Just when you think your cynicism can’t sink lower comes this week’s bombshell announcement about a den of wealthy thieves arrested for cheating, busted for slipping their mediocre offspring into elite academic universities illegally.
The situation is still unfolding, but a disturbing number of uber-wealthy families allegedly committed federal felony crimes bypassing the college admissions office to get their little Spaldings improperly admitted.
Talk about brazen criminality: a Harvard graduate (allegedly) was paid $10,000 per student to take SAT tests and/or correct their test answers. How about the university coaches taking bribes to lie about the students’ athletic prowess? I should buy a jacket, cap and ascot and apply to Penn’s doctorate finance program based on a picture of my yachting skills.
I get Hollywood pretty people behaving this way - high character is not their calling card - but how about the handful of finance / investment executives caught up in this scandal? Abhorrent.
I had breakfast this week with one of our investment partners who worked for and knew one of the alleged miscreants in a prior life.
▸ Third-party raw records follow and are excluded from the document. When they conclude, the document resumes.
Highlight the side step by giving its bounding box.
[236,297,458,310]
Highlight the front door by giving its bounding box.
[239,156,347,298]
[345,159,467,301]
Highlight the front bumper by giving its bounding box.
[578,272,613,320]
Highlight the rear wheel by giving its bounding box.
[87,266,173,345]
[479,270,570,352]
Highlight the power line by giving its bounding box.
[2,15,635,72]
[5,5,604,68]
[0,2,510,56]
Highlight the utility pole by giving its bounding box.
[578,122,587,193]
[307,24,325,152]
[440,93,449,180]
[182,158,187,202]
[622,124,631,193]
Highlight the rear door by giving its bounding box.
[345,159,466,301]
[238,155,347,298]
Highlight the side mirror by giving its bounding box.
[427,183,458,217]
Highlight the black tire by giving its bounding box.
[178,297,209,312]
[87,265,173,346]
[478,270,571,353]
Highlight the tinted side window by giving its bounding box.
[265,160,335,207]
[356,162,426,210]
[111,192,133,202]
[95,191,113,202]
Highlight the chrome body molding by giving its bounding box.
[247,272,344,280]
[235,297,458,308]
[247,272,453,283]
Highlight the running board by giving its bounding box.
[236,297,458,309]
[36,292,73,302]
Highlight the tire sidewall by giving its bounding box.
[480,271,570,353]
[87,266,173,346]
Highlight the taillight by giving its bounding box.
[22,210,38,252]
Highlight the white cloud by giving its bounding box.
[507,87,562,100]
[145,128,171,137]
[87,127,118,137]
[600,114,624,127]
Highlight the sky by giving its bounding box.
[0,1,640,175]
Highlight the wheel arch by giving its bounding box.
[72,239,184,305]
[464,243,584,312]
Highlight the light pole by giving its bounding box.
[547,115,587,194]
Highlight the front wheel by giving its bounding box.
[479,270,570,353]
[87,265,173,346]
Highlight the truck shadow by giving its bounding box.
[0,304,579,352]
He was disgusted, stating this individual regularly espoused the importance of integrity in their professional work. Do as I say….
You can’t help but feel dismayed at the cultural decay, where anything goes, especially if you’ve made it to the entitled, privileged class. It certainly adds more legitimacy to the argument the college acceptance game is rigged against the average Joe or Mary. What else is rigged?
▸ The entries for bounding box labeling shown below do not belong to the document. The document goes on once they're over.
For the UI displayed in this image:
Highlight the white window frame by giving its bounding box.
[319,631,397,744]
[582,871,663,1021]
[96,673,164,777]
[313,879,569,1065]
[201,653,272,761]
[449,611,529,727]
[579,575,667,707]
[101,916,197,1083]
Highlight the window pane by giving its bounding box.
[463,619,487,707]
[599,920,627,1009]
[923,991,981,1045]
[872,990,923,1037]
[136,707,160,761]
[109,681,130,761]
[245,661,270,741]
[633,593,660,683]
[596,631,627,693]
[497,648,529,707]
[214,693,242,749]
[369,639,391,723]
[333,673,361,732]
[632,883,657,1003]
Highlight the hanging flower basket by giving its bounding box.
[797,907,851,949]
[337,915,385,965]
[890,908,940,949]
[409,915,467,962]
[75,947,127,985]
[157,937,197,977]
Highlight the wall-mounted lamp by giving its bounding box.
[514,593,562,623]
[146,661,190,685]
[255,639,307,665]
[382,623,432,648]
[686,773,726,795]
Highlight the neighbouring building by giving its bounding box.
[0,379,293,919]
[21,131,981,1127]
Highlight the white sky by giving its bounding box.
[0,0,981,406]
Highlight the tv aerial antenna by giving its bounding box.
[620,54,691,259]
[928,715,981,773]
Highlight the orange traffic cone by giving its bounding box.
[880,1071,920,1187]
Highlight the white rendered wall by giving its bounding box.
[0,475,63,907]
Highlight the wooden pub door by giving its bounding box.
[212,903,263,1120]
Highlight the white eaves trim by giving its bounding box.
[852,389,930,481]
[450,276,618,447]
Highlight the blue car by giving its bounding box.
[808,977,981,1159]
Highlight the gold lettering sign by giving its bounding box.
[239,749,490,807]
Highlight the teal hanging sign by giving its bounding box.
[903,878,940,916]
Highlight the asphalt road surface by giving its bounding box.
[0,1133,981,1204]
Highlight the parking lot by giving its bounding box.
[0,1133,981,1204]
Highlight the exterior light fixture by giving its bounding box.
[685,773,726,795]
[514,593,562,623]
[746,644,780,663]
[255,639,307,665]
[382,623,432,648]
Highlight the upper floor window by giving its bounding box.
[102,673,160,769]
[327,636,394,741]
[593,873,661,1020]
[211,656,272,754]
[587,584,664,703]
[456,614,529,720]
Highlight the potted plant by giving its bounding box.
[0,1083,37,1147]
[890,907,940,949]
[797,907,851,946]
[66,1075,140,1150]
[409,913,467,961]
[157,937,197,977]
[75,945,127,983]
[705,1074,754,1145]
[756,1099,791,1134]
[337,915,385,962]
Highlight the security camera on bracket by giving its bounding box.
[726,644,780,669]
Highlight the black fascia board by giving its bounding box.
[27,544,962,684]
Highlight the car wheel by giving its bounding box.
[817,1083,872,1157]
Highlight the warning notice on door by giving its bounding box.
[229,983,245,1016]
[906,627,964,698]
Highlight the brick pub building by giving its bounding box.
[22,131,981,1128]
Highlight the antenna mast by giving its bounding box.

I hope all those involved get lengthy prison sentences and that the debacle leads to major reform in the college acceptance process. And is it too late to arrest Elizabeth Warren for her past academic fraud (asking for a friend)?
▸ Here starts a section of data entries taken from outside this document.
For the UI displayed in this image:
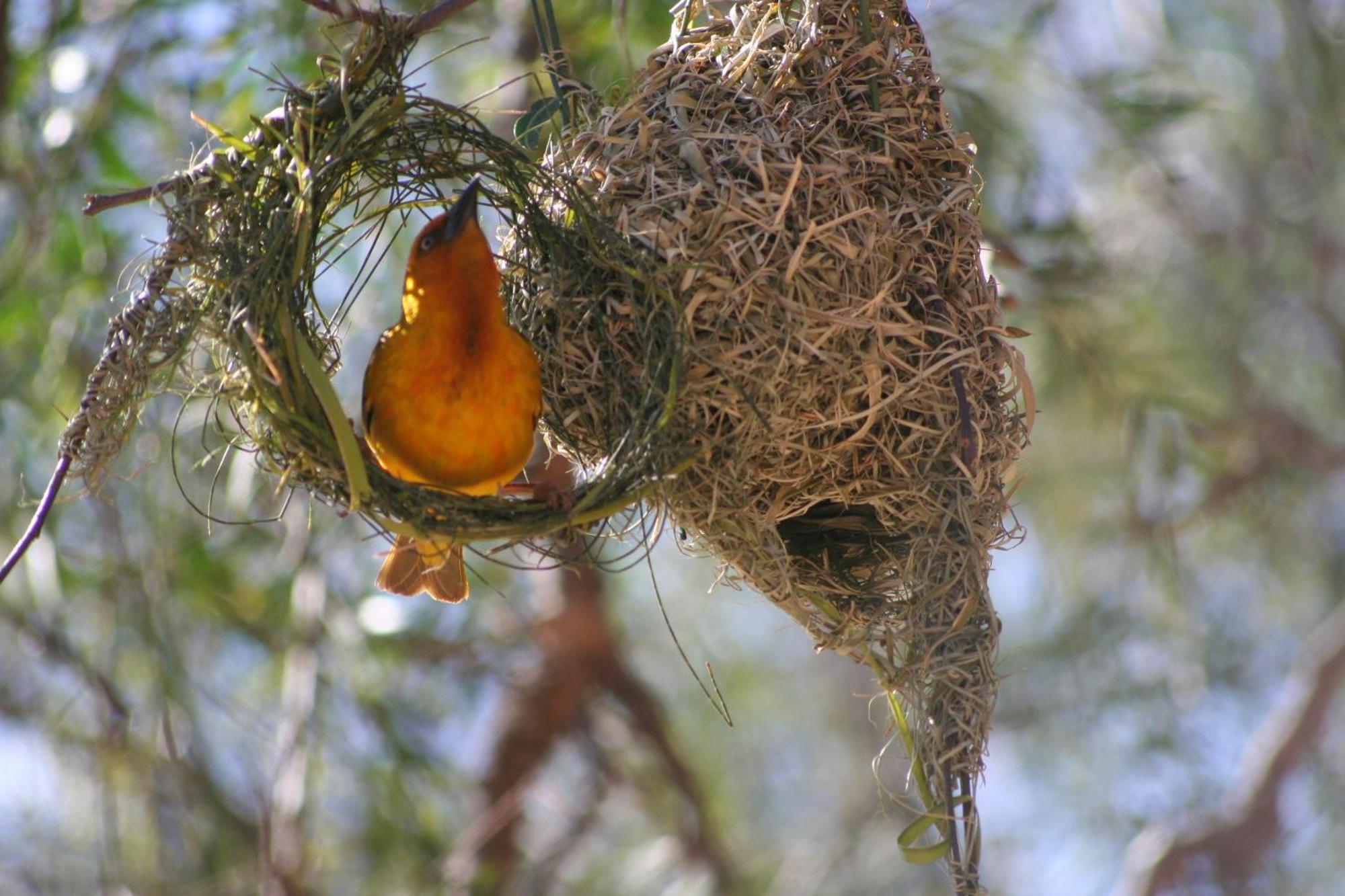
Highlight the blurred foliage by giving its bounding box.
[0,0,1345,895]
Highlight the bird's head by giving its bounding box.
[412,176,486,262]
[406,177,499,305]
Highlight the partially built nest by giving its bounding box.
[62,0,1028,889]
[515,0,1028,876]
My lovely daughter Abby turned twenty-three this week, the exact same day that my substitute right hip turned five. While wishing Abby a happy birthday long-distance, I teased her that the day had been all about her and that neither she or her mother had said a nice word about my five-year old hip, even though it’s old enough to go to kindergarten. I’m happy to report both my daughter and hip are aging well.
Another important birthday occurred this week – the current stock bull market, which turned ten years old on March 9th.
Now, there’s a legitimate debate as to whether the stock bull market ended last December during the brutal fourth quarter of 2018. The S&P500 Index actually did fall more than 20% top-to-bottom – the traditional statistical definition of a bear market – but it closed above that mark at the end of trading day - and the bull market lives on. I’m sticking with the 20% market close argument or I can’t finish this birthday blog!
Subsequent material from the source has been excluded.